Both function and data are secured through role-based access control.

How can I design roles?

You can simulate menus that existing roles present to users to determine how the access they provide may be expanded. Create a visualization, or populate the Search Results column with a selection of roles or users. Select the user or role and click the Actions menu. A menu appears, click Simulate Navigator.

A simulated Navigator menu appears, listing menu and task entries. If the menu item appears without a lock, the menu isn't authorized for the role or user. If the menu item appears with a lock, the menu is authorized for the role or user. Click any menu item and select either of two options. One lists roles that grant access to the menu item. The other lists privileges required for access to the menu item.
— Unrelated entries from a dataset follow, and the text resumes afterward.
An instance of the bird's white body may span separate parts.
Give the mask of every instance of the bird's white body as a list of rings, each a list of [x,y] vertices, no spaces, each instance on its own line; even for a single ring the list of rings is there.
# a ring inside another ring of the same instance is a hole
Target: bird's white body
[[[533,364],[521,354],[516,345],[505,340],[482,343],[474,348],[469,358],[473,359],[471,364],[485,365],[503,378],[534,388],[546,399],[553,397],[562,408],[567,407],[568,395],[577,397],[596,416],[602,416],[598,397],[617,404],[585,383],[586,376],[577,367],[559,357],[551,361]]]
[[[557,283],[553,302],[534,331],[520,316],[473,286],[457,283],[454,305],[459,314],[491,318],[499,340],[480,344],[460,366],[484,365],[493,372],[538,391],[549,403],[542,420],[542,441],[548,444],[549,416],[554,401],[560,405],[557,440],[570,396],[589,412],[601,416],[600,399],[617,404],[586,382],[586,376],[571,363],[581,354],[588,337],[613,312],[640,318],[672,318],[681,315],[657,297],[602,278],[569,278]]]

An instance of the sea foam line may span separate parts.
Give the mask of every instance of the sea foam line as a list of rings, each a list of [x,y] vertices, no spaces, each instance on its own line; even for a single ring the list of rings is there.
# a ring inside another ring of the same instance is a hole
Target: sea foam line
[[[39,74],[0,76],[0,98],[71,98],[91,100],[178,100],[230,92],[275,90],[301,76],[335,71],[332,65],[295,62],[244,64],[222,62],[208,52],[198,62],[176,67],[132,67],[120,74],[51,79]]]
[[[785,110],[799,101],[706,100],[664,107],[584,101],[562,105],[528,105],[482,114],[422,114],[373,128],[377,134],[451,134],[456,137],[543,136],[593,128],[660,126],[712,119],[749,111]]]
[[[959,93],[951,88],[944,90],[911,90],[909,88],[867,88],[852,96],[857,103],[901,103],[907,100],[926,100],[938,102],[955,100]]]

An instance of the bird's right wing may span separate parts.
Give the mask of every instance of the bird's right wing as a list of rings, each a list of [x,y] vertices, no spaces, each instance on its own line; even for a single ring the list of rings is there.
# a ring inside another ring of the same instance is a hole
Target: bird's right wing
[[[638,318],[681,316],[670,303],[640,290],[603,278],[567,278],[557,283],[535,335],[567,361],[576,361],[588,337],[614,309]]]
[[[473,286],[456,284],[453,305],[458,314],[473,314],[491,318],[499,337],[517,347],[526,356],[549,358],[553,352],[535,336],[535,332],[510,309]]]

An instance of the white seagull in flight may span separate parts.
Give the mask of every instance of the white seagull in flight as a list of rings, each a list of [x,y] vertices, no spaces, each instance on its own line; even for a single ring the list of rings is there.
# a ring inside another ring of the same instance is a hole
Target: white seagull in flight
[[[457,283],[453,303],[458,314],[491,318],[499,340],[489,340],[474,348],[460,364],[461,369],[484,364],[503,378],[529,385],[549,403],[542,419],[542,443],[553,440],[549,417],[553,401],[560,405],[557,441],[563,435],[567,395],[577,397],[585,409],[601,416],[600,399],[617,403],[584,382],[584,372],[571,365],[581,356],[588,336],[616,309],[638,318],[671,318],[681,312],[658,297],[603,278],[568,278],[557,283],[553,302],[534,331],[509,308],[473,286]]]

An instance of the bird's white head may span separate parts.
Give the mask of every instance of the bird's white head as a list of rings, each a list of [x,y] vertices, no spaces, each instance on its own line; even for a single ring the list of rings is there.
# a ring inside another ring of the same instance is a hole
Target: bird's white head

How can I mask data in an environment?

To have an environment created with the data masked, create a service request using the Production to Test (P2T) template. Before you submit the request, be sure you select the Data Mask check box.

To have the data in an existing nonproduction environment masked, create a standard service request. Enter the following as the service request title: Data Mask for Environment: Name_of_The_Environment_To_Mask

How do I create a role hierarchy?

The most efficient way to create role hierarchies is to use the Security Console. You use the Edit Role action to navigate through the steps and add roles and privileges in the visualizer or table view.

Why would I need to remove duty roles from a role hierarchy?

If your custom duty roles enable actions and user interface features that your enterprise doesn't want users to perform in your application.

Note: Don't remove duty roles from predefined job or abstract roles in the reference implementation. In the Security Console, you can identify predefined application roles by the ORA_ prefix in the Role Code field. You must copy any role that doesn't match your needs, and then edit the copy.

How do I create a new job role?

Click the Create Role button in the Security Console to create job roles. Enter a job role category in the Create Roles page and then navigate to each subsequent page that you see in the page header. You can add functional and data security policies, roles, and privileges to create the job role.